Don’t allow any ambiguity about whether the representation has concluded. Put it in writing. Rule 1.5(c) has specific requirements for closing contingent fee cases.  If money is disbursed, use a 1.5(c)-type Closing Statement signed by the client, even if the fee is not contingent.  If the representation is simply over, put that in a letter to the client.  If you withdraw before the case concludes, be sure to comply with Rule 1.16(c) and (d),[1] and cooperate with replacement counsel if there is one.

Finally, address what happens to the client’s file. In a withdrawal situation, the file should be returned to the client or delivered to new counsel. Rule 1.16(d). Whether it’s withdrawal or the end of the case, the client is entitled to the original file if desired, and it is a good practice to return unique, original documents regardless.  Be aware that the file consists of almost everything you have, Swift, Currie, McGhee & Hiers v. Henry, 276 Ga. 571, 573 and n. 3 (2003), and that routinely sending the client copies during the course of the case may not satisfy the requirement of returning the file at the end. Adams v. Putnam County, 290 Ga.
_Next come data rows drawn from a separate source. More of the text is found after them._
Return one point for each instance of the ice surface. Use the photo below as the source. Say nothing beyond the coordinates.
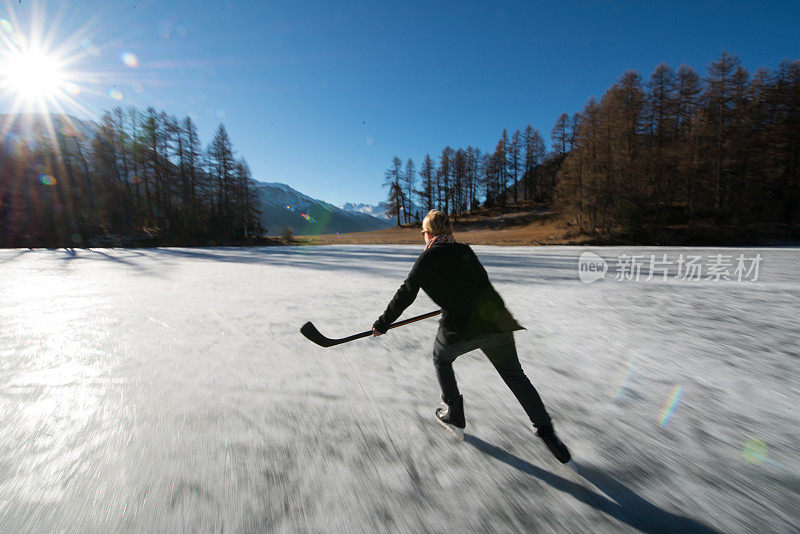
(170, 389)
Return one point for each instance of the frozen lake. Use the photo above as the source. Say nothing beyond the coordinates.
(170, 390)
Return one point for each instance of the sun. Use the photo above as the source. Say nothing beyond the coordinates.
(37, 73)
(34, 76)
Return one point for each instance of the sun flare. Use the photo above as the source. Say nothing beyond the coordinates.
(33, 75)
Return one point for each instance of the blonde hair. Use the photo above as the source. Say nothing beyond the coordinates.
(436, 223)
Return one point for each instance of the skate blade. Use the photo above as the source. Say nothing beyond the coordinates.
(572, 466)
(457, 432)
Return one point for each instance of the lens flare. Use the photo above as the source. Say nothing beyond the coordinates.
(670, 405)
(130, 60)
(32, 74)
(72, 88)
(90, 47)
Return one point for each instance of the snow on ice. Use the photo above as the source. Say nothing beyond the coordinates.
(169, 389)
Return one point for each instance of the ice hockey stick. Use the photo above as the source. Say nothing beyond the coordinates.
(311, 332)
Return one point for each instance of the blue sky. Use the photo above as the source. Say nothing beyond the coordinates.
(322, 95)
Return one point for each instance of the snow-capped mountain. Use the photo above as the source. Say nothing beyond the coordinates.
(31, 128)
(379, 210)
(283, 206)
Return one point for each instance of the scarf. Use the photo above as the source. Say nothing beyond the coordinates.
(441, 238)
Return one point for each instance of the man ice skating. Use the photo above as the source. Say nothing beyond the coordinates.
(474, 317)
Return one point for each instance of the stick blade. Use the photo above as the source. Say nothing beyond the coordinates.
(314, 335)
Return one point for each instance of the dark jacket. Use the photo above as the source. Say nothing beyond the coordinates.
(453, 278)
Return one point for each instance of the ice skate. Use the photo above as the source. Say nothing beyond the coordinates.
(452, 417)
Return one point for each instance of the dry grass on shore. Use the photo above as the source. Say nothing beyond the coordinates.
(539, 232)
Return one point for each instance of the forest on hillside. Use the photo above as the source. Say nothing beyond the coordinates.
(678, 149)
(142, 177)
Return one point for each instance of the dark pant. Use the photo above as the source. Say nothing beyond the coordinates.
(502, 352)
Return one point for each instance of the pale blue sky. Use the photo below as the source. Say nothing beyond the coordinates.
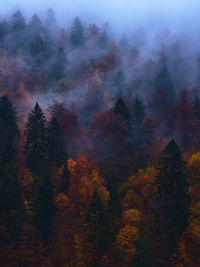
(120, 13)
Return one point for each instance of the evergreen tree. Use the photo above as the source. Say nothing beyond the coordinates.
(196, 107)
(11, 204)
(36, 141)
(18, 22)
(119, 82)
(163, 81)
(50, 19)
(8, 131)
(171, 201)
(99, 226)
(137, 114)
(4, 29)
(103, 41)
(56, 144)
(77, 34)
(35, 25)
(143, 256)
(12, 211)
(120, 108)
(58, 67)
(45, 209)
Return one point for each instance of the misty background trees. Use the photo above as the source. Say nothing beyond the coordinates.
(99, 147)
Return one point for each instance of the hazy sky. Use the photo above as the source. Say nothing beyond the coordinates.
(120, 13)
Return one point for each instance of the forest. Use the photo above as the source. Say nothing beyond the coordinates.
(99, 147)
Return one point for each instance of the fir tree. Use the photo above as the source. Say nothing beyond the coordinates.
(35, 25)
(18, 22)
(8, 131)
(163, 81)
(56, 144)
(77, 34)
(137, 113)
(143, 256)
(11, 204)
(4, 29)
(120, 108)
(103, 41)
(36, 141)
(196, 107)
(58, 67)
(171, 201)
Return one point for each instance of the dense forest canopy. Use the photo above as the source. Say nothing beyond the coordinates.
(99, 147)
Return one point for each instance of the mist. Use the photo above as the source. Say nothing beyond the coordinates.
(122, 15)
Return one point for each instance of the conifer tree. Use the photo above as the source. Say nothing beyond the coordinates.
(143, 256)
(137, 113)
(120, 108)
(56, 144)
(77, 34)
(171, 201)
(58, 67)
(163, 81)
(36, 141)
(8, 131)
(11, 204)
(18, 22)
(196, 107)
(103, 41)
(4, 29)
(35, 25)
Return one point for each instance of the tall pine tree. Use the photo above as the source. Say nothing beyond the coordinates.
(11, 204)
(36, 142)
(77, 34)
(121, 109)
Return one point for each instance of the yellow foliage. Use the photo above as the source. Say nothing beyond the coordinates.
(133, 217)
(194, 163)
(127, 237)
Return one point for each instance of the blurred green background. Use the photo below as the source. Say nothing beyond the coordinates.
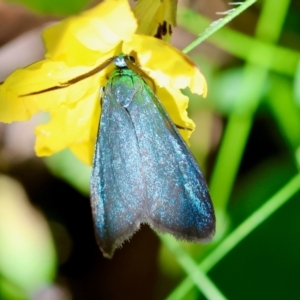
(247, 143)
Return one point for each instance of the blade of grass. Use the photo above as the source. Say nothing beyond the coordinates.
(242, 231)
(238, 44)
(247, 101)
(199, 278)
(215, 26)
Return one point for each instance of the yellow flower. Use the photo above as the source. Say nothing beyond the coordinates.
(76, 46)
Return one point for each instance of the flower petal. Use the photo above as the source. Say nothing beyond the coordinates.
(71, 127)
(81, 39)
(39, 76)
(166, 65)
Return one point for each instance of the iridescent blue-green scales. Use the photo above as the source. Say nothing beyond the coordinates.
(143, 170)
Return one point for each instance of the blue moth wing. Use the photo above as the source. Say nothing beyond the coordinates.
(143, 170)
(177, 195)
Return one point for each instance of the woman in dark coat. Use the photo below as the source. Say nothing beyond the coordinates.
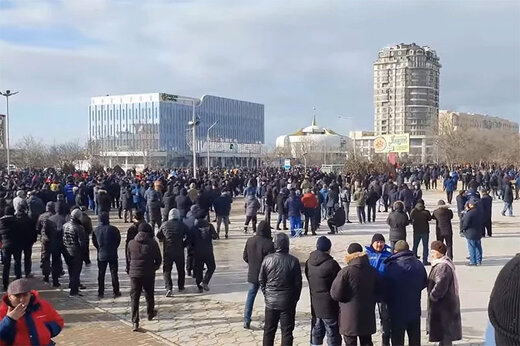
(355, 290)
(444, 322)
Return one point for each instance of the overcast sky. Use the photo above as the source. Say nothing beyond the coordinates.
(288, 55)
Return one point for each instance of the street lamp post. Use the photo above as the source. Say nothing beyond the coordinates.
(7, 94)
(207, 140)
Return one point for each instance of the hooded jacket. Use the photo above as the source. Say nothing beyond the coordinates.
(40, 323)
(280, 277)
(143, 256)
(321, 270)
(257, 247)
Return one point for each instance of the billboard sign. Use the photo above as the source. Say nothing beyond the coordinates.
(399, 143)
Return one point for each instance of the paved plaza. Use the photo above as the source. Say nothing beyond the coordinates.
(215, 317)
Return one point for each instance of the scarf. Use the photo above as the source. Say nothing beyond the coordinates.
(447, 261)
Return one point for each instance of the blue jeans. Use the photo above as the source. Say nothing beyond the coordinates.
(250, 301)
(295, 222)
(475, 251)
(324, 326)
(425, 238)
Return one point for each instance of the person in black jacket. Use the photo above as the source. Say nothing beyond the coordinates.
(321, 270)
(143, 260)
(280, 279)
(397, 220)
(201, 237)
(173, 234)
(106, 239)
(10, 245)
(257, 247)
(404, 279)
(51, 240)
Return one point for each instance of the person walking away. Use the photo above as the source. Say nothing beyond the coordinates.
(106, 239)
(372, 199)
(252, 205)
(11, 246)
(444, 322)
(404, 280)
(507, 197)
(337, 220)
(222, 207)
(356, 290)
(51, 240)
(202, 236)
(27, 319)
(294, 208)
(419, 218)
(397, 220)
(280, 279)
(377, 253)
(310, 203)
(173, 234)
(321, 270)
(143, 260)
(443, 229)
(486, 203)
(74, 245)
(360, 199)
(472, 226)
(257, 247)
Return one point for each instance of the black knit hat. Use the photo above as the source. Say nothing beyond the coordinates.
(504, 304)
(354, 247)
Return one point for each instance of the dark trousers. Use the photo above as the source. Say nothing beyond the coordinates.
(448, 240)
(328, 326)
(7, 253)
(102, 268)
(286, 319)
(27, 261)
(413, 329)
(487, 227)
(167, 272)
(200, 261)
(137, 285)
(74, 265)
(51, 263)
(364, 340)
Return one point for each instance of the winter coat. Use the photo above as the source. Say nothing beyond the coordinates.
(257, 247)
(252, 205)
(443, 216)
(143, 256)
(444, 321)
(321, 270)
(40, 323)
(420, 217)
(173, 234)
(377, 259)
(404, 279)
(106, 239)
(355, 288)
(397, 220)
(222, 205)
(280, 277)
(473, 224)
(74, 238)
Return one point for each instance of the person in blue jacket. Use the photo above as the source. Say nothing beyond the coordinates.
(377, 253)
(404, 279)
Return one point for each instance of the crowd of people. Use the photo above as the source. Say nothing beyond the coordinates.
(169, 209)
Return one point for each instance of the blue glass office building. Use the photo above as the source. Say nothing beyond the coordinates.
(158, 122)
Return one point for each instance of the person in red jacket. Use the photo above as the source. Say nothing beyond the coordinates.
(25, 318)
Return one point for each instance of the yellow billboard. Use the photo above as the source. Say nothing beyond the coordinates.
(392, 143)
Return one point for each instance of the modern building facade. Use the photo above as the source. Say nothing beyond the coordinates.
(406, 96)
(460, 121)
(157, 125)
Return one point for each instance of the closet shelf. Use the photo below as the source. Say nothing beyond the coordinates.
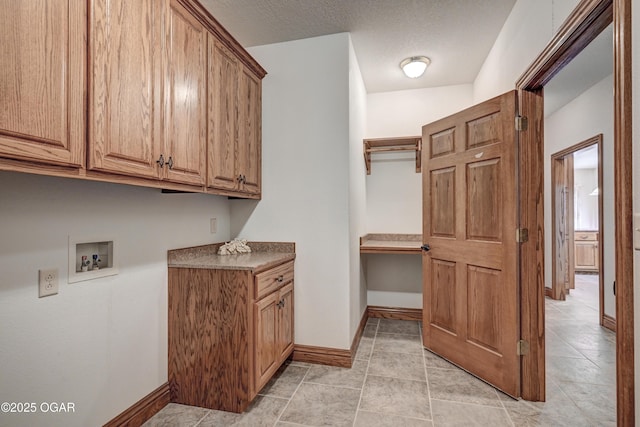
(391, 244)
(379, 145)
App. 20 (2008).  You can retain a copy of the file, but at your own expense unless the representation agreement explicitly makes that cost the client’s.  You cannot withhold the file as leverage for unpaid fees or expenses.  Formal Advisory Opinion 87-5.


Only a few high points are mentioned here. You should read Rules 1.15(I) and 1.15(II) carefully, and read them again once in a while.

  • Rule 1.15(II)(b) says that ”[r]ecords on . . . trust accounts shall be so kept and maintained as to reflect at all times the exact balance held for each client or third person.” (italics added) Bank statements alone cannot do that; you must have internal accounting.


  • Rule 1.15(II)(c) says that “a lawyer [i] shall promptly deliver to the client or third person any funds or other property that the client or third person is entitled to receive and, [ii] upon request by the client or third person, shall promptly render a full accounting regarding such property.” Those “entitled to receive” include among others those identified in Rule 1.15(I)(b).


  • Rule 1.15(I)(b) specifies certain third party claims to trust funds that you cannot ignore, i.e., they must be paid from the trust account unless you “reasonably conclude that there is a valid defense” to the claim. (And of course you can negotiate the actual amount to be accepted as satisfaction.)  Rule 1.15(I)(d) sets out what you can and can’t do if there’s a dispute about who is entitled to what (Comments [3] and [3A] also address that).

Perhaps most important, take personal responsibility for assuring compliance with the trust account rules. The rules require “[e]very lawyer who practices law in Georgia and who receives money or other property on behalf of a client or in any other fiduciary capacity” to have a compliant trust account, and to abide by the obligations and prohibitions imposed by the rules.  That means you, so be wary about delegating compliance assurance, and be especially wary of delegating it completely to someone else no matter how much you trust them.  Delegating some of that responsibility is not per se wrong, but it is not risk free, either.  For solo and small firm lawyers especially (but not exclusively), personal review of trust account records on some regular basis, and monitoring related firm policies and practices, is certainly the best practice.

In a later post, we’ll address what to do if a grievance is filed against you.